Hardware multipliers typically start with an approach called “Booth multiplication”, which is similar to grade school shift-and-add but more efficient (and, since we’re here, a nice demonstration of two’s complement’s good properties). The partial products may be summed in successive clock cycles, or summed in a single cycle at the cost of lots of die area, or anywhere in between.
Addition is often still cheaper than multiplication, since (a) the CPU designer doesn’t necessarily parallelize the multiplier all the way to single-cycle latency, if that would take unreasonable area and/or add enough levels of logic to slow the whole processor down, and (b) in a processor that can execute multiple instructions simultaneously, even if they have a fast multiplier, some other instruction might be using it. It’s usually a factor of ~2, though, not a factor of the operand width.
Regarding “shift and add” on old electronic calculators (early 70s vintage).
They didn’t do math in binary at first! It was all decimal. (No need to convert bases at all.) The shift and add method was like the grade school method except to do one step like multiply 836554 by 7 you did six additions of 836554 to itself. Slow, but not a lot of transistors. It’s mind boggling how “badly” you can get by doing arithmetic if you’re willing to sacrifice speed for circuit simplicity.
Ah , yeah like 4004 and the 6502 and the 8088 and others had the BCD maths,
one digit in 4 bits (or two in a byte for the 8 bit cpu, 4 in a word for the 16 bit… ) …
so they did it much like you do on paper…
The reason to move away from that ? Sure its one instruction, but it took 24 slow cycles to do all this ! Besides which , you already have a proper binary add for calculating addresses (relative and indexed addressing modes…)

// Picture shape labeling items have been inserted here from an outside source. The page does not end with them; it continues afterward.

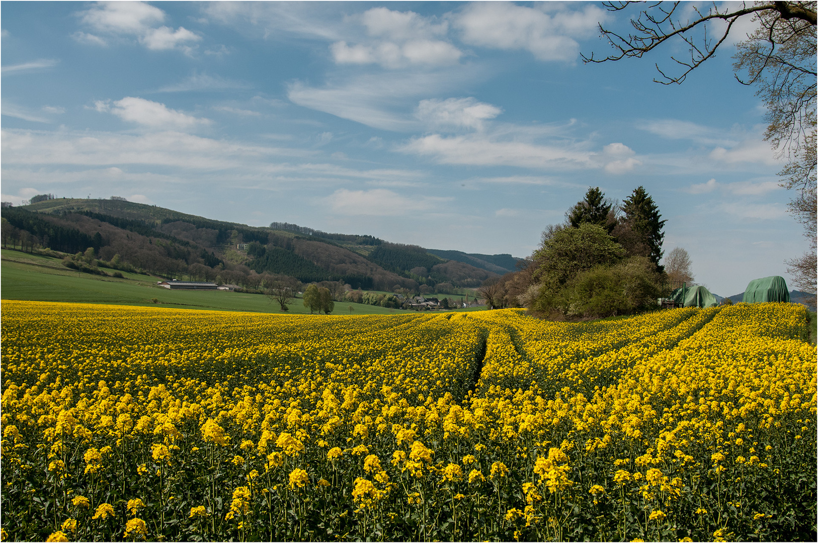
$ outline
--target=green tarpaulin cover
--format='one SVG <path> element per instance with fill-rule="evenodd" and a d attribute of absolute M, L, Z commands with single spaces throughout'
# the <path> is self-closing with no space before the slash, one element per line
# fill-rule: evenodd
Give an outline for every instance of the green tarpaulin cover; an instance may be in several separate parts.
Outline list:
<path fill-rule="evenodd" d="M 744 298 L 742 301 L 748 303 L 789 302 L 787 282 L 781 276 L 753 279 L 744 289 Z"/>
<path fill-rule="evenodd" d="M 682 294 L 685 294 L 684 300 L 681 299 Z M 700 285 L 688 287 L 685 293 L 682 293 L 681 289 L 676 289 L 671 293 L 670 299 L 684 307 L 715 307 L 718 305 L 716 297 Z"/>

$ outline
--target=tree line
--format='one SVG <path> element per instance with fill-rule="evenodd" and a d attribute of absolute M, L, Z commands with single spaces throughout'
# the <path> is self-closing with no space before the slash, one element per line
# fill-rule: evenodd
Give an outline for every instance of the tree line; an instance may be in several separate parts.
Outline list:
<path fill-rule="evenodd" d="M 524 269 L 489 280 L 479 292 L 490 307 L 524 307 L 559 319 L 655 307 L 670 280 L 661 263 L 666 222 L 643 186 L 622 204 L 589 187 L 562 224 L 542 232 Z M 675 276 L 690 276 L 690 259 L 682 261 L 674 259 Z"/>

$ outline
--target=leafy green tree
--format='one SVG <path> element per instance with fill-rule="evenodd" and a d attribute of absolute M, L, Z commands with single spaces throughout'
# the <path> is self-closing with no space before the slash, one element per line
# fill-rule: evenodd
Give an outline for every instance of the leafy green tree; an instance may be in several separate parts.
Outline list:
<path fill-rule="evenodd" d="M 323 311 L 325 315 L 329 315 L 335 308 L 335 303 L 332 300 L 332 293 L 326 286 L 318 289 L 318 303 L 320 311 Z"/>
<path fill-rule="evenodd" d="M 614 266 L 597 266 L 566 284 L 563 299 L 569 316 L 630 315 L 656 306 L 660 276 L 649 258 L 631 257 Z"/>
<path fill-rule="evenodd" d="M 565 218 L 573 228 L 583 222 L 590 222 L 603 227 L 610 233 L 614 224 L 610 216 L 613 209 L 614 203 L 605 198 L 605 193 L 599 186 L 589 186 L 585 198 L 568 210 Z"/>
<path fill-rule="evenodd" d="M 298 280 L 294 277 L 281 276 L 270 281 L 264 294 L 270 298 L 270 302 L 277 302 L 281 311 L 288 311 L 288 306 L 295 298 L 298 285 Z"/>
<path fill-rule="evenodd" d="M 327 290 L 327 292 L 329 292 L 329 290 Z M 312 314 L 314 311 L 321 311 L 321 293 L 318 291 L 317 286 L 315 285 L 310 285 L 304 289 L 303 302 L 304 307 L 309 307 L 310 314 Z"/>
<path fill-rule="evenodd" d="M 662 259 L 662 241 L 664 240 L 663 229 L 667 221 L 660 220 L 662 214 L 654 199 L 644 186 L 639 186 L 622 202 L 622 210 L 624 213 L 622 222 L 641 239 L 648 248 L 648 258 L 661 271 L 659 261 Z"/>
<path fill-rule="evenodd" d="M 584 222 L 577 228 L 555 230 L 543 240 L 542 248 L 534 253 L 537 265 L 534 276 L 546 288 L 555 290 L 580 272 L 615 263 L 624 256 L 625 249 L 605 228 Z"/>

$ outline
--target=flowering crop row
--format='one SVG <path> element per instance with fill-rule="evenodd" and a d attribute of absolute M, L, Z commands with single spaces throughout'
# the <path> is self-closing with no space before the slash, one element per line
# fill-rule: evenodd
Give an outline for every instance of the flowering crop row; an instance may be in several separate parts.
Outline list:
<path fill-rule="evenodd" d="M 4 540 L 815 537 L 793 304 L 2 321 Z"/>

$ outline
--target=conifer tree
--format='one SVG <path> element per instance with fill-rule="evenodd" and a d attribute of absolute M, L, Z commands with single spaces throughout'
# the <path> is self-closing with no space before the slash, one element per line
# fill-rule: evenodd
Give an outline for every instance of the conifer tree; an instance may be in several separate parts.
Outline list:
<path fill-rule="evenodd" d="M 624 213 L 622 222 L 641 237 L 642 242 L 649 249 L 648 257 L 661 271 L 663 268 L 659 261 L 662 259 L 662 241 L 664 240 L 663 230 L 667 221 L 660 220 L 662 214 L 654 199 L 644 186 L 639 186 L 622 202 L 622 211 Z"/>
<path fill-rule="evenodd" d="M 583 222 L 590 222 L 605 228 L 609 234 L 614 228 L 613 222 L 609 222 L 609 214 L 613 207 L 614 204 L 605 198 L 605 193 L 599 186 L 589 186 L 585 199 L 569 209 L 566 218 L 573 228 L 578 228 Z"/>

The calculator on the 4004 could be programmed in purely absolute addressing modes, but thats only working for simple ,very short, very little data , algorithms… its not feasible for larger algorithms…

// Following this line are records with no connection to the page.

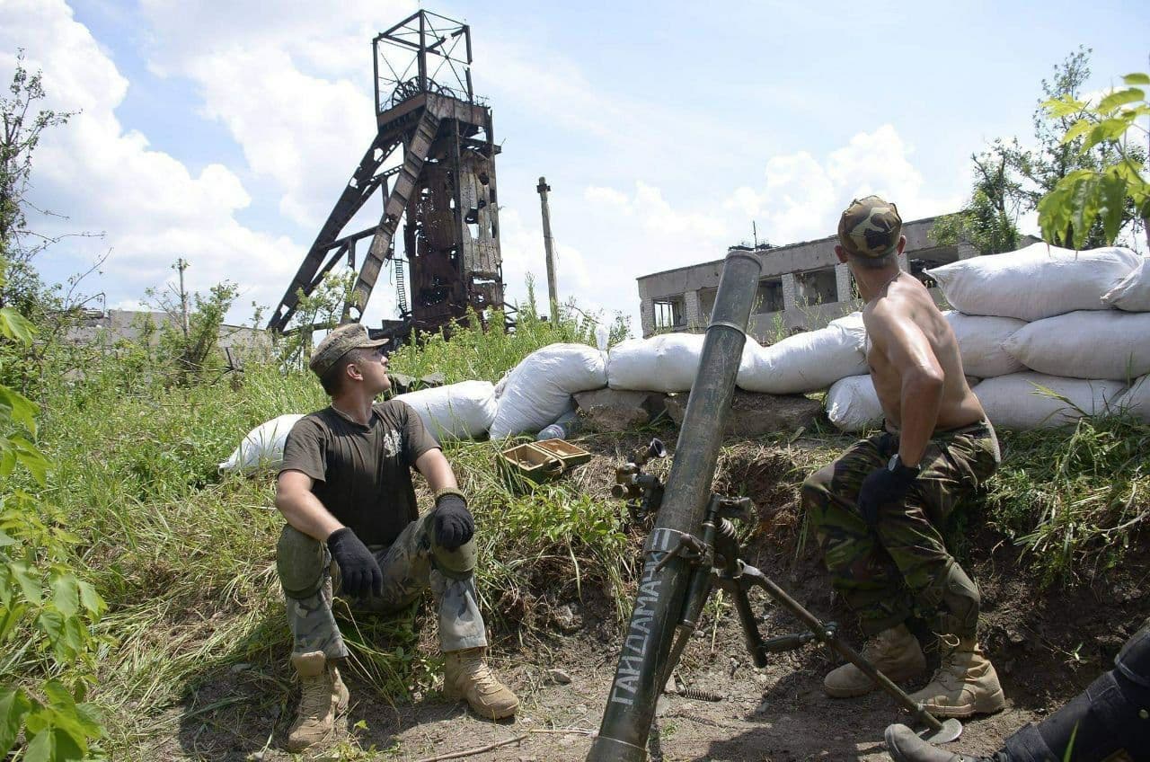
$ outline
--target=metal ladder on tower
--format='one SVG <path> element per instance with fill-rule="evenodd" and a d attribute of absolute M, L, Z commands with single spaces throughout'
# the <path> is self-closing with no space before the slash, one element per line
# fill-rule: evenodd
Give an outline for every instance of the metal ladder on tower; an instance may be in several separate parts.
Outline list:
<path fill-rule="evenodd" d="M 404 260 L 397 257 L 391 261 L 396 266 L 396 302 L 399 304 L 399 314 L 406 315 L 409 310 L 407 307 L 407 275 L 404 274 Z"/>
<path fill-rule="evenodd" d="M 383 269 L 383 265 L 391 251 L 391 242 L 396 237 L 399 219 L 402 216 L 404 209 L 407 208 L 408 201 L 411 201 L 412 191 L 415 189 L 415 183 L 423 170 L 423 161 L 428 158 L 428 152 L 431 150 L 431 143 L 435 140 L 435 135 L 438 130 L 439 115 L 432 112 L 429 104 L 428 107 L 424 107 L 423 114 L 420 116 L 420 121 L 415 125 L 415 130 L 412 132 L 412 137 L 404 150 L 404 163 L 399 168 L 394 185 L 392 185 L 388 201 L 383 206 L 379 228 L 375 236 L 371 237 L 371 246 L 363 258 L 359 277 L 355 279 L 355 285 L 352 288 L 351 296 L 344 305 L 345 320 L 350 315 L 352 307 L 359 311 L 359 314 L 355 315 L 356 319 L 363 317 L 363 308 L 367 306 L 368 297 L 371 296 L 371 289 L 375 288 L 375 282 L 379 277 L 379 270 Z"/>

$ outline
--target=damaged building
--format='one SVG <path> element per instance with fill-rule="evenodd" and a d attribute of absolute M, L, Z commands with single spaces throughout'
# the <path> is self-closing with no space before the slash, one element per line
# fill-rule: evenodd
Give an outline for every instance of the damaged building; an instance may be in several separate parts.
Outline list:
<path fill-rule="evenodd" d="M 968 243 L 938 245 L 930 235 L 937 218 L 903 223 L 906 249 L 899 265 L 922 281 L 936 300 L 941 294 L 923 270 L 977 254 Z M 1037 241 L 1029 236 L 1028 245 Z M 737 246 L 754 251 L 762 275 L 747 332 L 768 343 L 780 335 L 822 328 L 835 318 L 861 307 L 846 265 L 835 256 L 836 236 L 787 246 Z M 699 332 L 706 328 L 714 307 L 722 259 L 676 267 L 636 279 L 644 338 L 667 332 Z"/>

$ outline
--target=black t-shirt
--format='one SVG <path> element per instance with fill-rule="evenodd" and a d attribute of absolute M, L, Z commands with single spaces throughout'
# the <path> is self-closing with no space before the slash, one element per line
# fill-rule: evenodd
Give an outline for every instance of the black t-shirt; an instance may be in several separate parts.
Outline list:
<path fill-rule="evenodd" d="M 411 468 L 438 443 L 398 399 L 371 406 L 362 426 L 334 407 L 301 418 L 284 443 L 284 471 L 301 471 L 312 493 L 367 544 L 391 544 L 419 518 Z"/>

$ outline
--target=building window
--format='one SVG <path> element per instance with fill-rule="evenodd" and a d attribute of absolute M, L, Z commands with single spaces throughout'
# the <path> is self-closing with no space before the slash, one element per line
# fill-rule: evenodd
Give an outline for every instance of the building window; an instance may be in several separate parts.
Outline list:
<path fill-rule="evenodd" d="M 687 325 L 683 318 L 683 297 L 665 297 L 654 300 L 654 327 L 656 330 L 667 328 L 681 328 Z"/>
<path fill-rule="evenodd" d="M 759 289 L 754 295 L 754 313 L 765 315 L 783 310 L 783 282 L 782 280 L 762 279 L 759 281 Z"/>
<path fill-rule="evenodd" d="M 838 302 L 838 281 L 835 269 L 816 269 L 810 273 L 796 273 L 796 299 L 799 306 L 831 304 Z"/>

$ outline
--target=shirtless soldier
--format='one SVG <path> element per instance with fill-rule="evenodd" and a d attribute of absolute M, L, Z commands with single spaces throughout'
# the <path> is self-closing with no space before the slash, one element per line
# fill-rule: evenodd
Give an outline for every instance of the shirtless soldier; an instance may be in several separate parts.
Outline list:
<path fill-rule="evenodd" d="M 942 663 L 911 695 L 931 714 L 995 713 L 998 676 L 975 638 L 979 588 L 940 529 L 998 467 L 998 441 L 963 374 L 958 342 L 927 289 L 898 267 L 906 238 L 898 209 L 877 196 L 853 201 L 835 253 L 866 299 L 871 379 L 885 432 L 861 440 L 803 485 L 803 505 L 825 550 L 831 586 L 869 638 L 864 655 L 892 680 L 925 672 L 912 616 L 938 635 Z M 877 686 L 853 664 L 827 675 L 828 695 Z"/>
<path fill-rule="evenodd" d="M 466 699 L 489 719 L 515 714 L 519 700 L 483 660 L 488 645 L 475 593 L 475 524 L 455 474 L 420 417 L 386 391 L 383 341 L 359 323 L 336 328 L 310 367 L 331 397 L 292 427 L 276 485 L 288 520 L 276 565 L 288 604 L 291 661 L 301 696 L 288 748 L 327 740 L 347 707 L 336 664 L 347 656 L 331 614 L 332 593 L 352 609 L 388 612 L 431 589 L 444 651 L 444 694 Z M 411 470 L 435 493 L 422 516 Z"/>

Interesting. I didn’t know any of this, which goes to show how specialized the field’s become; hardware people and software people don’t interact much, and while each is aware of something of the other group’s doings, a lot of the details get lost.
And back in the days of mainframe computers that were run by professional computer operators, neither hardware nor software people bothered to interact much with the people who actually ran those machines.

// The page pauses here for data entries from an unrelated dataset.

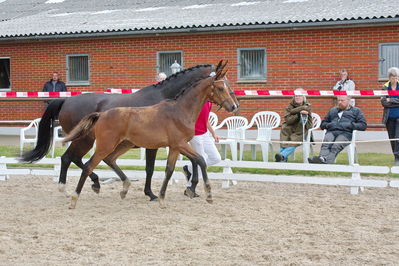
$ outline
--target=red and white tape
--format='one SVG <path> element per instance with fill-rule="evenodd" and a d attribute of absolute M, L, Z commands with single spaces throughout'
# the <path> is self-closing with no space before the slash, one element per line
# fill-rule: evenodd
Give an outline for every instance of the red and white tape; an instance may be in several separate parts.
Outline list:
<path fill-rule="evenodd" d="M 137 89 L 107 89 L 109 93 L 134 93 L 138 91 Z M 334 96 L 334 95 L 349 95 L 349 96 L 399 96 L 399 91 L 383 91 L 383 90 L 358 90 L 358 91 L 318 91 L 318 90 L 308 90 L 308 91 L 294 91 L 294 90 L 236 90 L 234 91 L 236 95 L 245 96 L 291 96 L 291 95 L 305 95 L 305 96 Z"/>
<path fill-rule="evenodd" d="M 104 93 L 112 94 L 129 94 L 135 93 L 139 89 L 107 89 Z M 236 95 L 243 96 L 336 96 L 336 95 L 349 95 L 349 96 L 399 96 L 399 91 L 383 91 L 383 90 L 358 90 L 358 91 L 293 91 L 293 90 L 236 90 Z M 72 97 L 84 93 L 93 92 L 80 92 L 80 91 L 67 91 L 67 92 L 42 92 L 42 91 L 27 91 L 27 92 L 0 92 L 0 98 L 65 98 Z M 96 92 L 102 93 L 102 92 Z"/>

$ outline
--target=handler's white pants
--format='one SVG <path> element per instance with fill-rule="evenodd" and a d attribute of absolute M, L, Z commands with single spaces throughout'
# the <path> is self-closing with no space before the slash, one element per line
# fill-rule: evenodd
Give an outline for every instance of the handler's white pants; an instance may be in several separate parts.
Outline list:
<path fill-rule="evenodd" d="M 190 140 L 190 145 L 191 147 L 193 147 L 193 149 L 198 152 L 202 157 L 204 157 L 204 160 L 206 162 L 206 166 L 211 166 L 214 164 L 217 164 L 218 162 L 220 162 L 222 160 L 222 158 L 220 157 L 219 151 L 216 148 L 215 145 L 215 140 L 213 139 L 213 137 L 211 136 L 211 134 L 209 133 L 209 131 L 207 131 L 205 134 L 203 135 L 197 135 L 194 136 L 191 140 Z M 193 177 L 193 165 L 189 164 L 188 165 L 188 170 L 191 173 L 191 178 Z M 198 167 L 198 179 L 202 177 L 202 172 L 201 172 L 201 168 Z M 187 187 L 191 186 L 191 178 L 187 183 Z"/>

We had reel-to-reel magnetic tape in various bit-densities. The programs we ran didn’t know how to set the correct density for the tapes they wrote or read. But the tape drives had buttons on the control panel to select which density to use. It was the duty of the operator to select the correct density every time we hung a tape.
Comes now, one day, a new model of tape drives that didn’t have density selection buttons on the control panel. Oops. Now, we had to run a separate program on one of the other machines (with the older tape drives) to upload files from certain non-standard-density tapes and copy them over to the machine where we needed to use the files.
ETA: One day, I took the executable image file of that program (for uploading files from a tape onto disk), which I didn’t have any source code for, and poked through an octal dump of the code. I found the right relevant place, and made a binary patch to set the tape density automatically.